Virtualization

Getting Started with Big Data

Posted on Updated on

Image

Being in Sales I have the opportunity to speak to a lot of customers and prospects about many things. Most are interested in Cloud Computing and Big Data, but often they don’t fully understand how they will leverage the technology to maximize the benefit.

Here is a simple three-step process that I use:

1. For Big Data I explain that there is no single correct definition. Because of this I recommend that companies focus on what they need rather than on what to call it. Results are more important than definitions for these purposes.

2. Relate the technology to something people are likely already familiar with (extending those concepts). For example: Cloud computing is similar to virtualization and has many of the same benefits; Big Data is similar to data warehousing. This helps make new concepts more tangible in any context.
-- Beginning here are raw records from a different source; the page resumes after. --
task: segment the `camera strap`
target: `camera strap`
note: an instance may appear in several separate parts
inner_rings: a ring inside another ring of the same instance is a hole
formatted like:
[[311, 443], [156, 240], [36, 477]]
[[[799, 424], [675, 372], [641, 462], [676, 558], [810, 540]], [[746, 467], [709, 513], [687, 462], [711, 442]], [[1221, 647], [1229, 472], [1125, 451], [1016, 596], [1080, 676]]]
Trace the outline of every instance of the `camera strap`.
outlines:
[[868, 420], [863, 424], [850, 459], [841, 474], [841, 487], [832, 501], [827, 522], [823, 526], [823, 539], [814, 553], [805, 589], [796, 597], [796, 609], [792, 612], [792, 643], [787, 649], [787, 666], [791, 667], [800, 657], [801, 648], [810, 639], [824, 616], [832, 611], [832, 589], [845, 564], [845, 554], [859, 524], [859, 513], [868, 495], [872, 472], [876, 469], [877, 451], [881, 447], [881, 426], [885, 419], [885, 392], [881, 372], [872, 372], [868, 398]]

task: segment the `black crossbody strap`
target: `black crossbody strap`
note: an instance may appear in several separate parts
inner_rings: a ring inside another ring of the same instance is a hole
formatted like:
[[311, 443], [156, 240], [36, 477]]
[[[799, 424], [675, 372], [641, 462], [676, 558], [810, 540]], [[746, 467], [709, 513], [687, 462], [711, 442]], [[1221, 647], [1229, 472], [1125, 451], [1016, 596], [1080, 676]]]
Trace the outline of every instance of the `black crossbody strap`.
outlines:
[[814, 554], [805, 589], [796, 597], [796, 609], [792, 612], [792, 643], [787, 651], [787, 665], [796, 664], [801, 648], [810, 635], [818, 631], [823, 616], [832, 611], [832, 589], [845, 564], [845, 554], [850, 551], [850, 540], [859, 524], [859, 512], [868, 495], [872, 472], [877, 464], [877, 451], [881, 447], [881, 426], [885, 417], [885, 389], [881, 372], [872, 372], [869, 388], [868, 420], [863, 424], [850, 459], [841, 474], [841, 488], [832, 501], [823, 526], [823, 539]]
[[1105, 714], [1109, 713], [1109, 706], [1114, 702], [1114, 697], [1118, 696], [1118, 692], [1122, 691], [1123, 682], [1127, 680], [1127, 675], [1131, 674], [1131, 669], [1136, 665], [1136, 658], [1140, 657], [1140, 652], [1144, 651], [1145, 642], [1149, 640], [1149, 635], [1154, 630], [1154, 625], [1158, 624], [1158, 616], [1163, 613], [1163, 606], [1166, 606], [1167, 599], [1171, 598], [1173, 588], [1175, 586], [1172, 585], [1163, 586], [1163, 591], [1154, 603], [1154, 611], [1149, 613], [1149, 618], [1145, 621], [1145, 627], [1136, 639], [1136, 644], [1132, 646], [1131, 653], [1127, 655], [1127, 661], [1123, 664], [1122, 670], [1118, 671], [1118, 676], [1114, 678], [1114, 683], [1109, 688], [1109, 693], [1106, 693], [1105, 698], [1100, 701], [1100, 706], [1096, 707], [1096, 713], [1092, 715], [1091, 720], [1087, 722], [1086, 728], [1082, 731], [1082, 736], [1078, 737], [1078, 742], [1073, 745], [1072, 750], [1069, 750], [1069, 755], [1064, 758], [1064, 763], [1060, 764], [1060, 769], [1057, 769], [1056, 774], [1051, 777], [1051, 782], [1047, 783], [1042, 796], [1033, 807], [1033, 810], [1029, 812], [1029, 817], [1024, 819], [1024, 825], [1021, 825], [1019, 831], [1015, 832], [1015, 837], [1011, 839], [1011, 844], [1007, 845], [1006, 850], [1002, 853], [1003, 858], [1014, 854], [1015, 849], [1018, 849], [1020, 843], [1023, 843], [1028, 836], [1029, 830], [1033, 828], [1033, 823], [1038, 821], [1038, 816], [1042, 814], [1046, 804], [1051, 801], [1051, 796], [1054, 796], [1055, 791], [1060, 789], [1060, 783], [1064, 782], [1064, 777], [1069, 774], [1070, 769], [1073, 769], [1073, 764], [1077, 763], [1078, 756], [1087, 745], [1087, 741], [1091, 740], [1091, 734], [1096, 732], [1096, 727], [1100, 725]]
3. Provide a high-level explanation of how “new and old” are different, and why new is better using specific examples that they should relate to. For example: Cloud computing often occurs in an external data center – possibly one that you may not even know where it is, so security can be even more complex than with in-house systems and applications. It is possible to have both Public and Private Clouds, and a public cloud from a major vendor may be more secure and easier to implement than a similar system using your own hardware;

Big Data is a little bit like my first house. I was newly married, anticipated having children and also anticipated moving into a larger house in the future. My wife and I started buying things that fit into our vision of the future and storing it in our basement. We were planning for a future that was not 100% known.

But, our vision changed over time and we did not know exactly what we needed until the very end. After 7 years our basement was very full and it was difficult to find things.  When we moved to a bigger house we did have a lot of what we needed. But, we also had many things that we no longer wanted or needed. And, there were a few things we wished that we had purchased earlier. We did our best, and most of what we did was beneficial, but those purchases were speculative and in the end there was some waste.

How many of you would have thought that Social Media Sentiment Analysis would be important 5 years ago? How many would have thought that hashtag usage would have become so pervasive in all forms of media? How many understood the importance of location information (and even the time stamp for that location)? My guess is that it would be less than 50% of all companies.

This ambiguity is both the good and bad thing about big data. In the old data warehouse days you knew what was important because this was your data about your business, systems, and customers.  While IT may have seemed tough before, it can be much more challenging now. But, the payoff can also be much larger so it is worth the effort. Many times you don’t know what you don’t know – and you just need to accept that.

Now we care about unstructured data (website information, blog posts, press releases, tweets, etc.), streaming data (stock ticker data is a common example), sensor data (temperature, altitude, humidity, location, lateral and horizontal forces), temporal data, etc.  Data arrives from multiple sources and likely will have multiple time frame references (e.g., constant streaming versus updates with varying granularity), often in unknown or inconsistent formats.

Robust and flexible data integration, data protection, and data privacy will all become far more important in the near future! This is just the beginning for Big Data.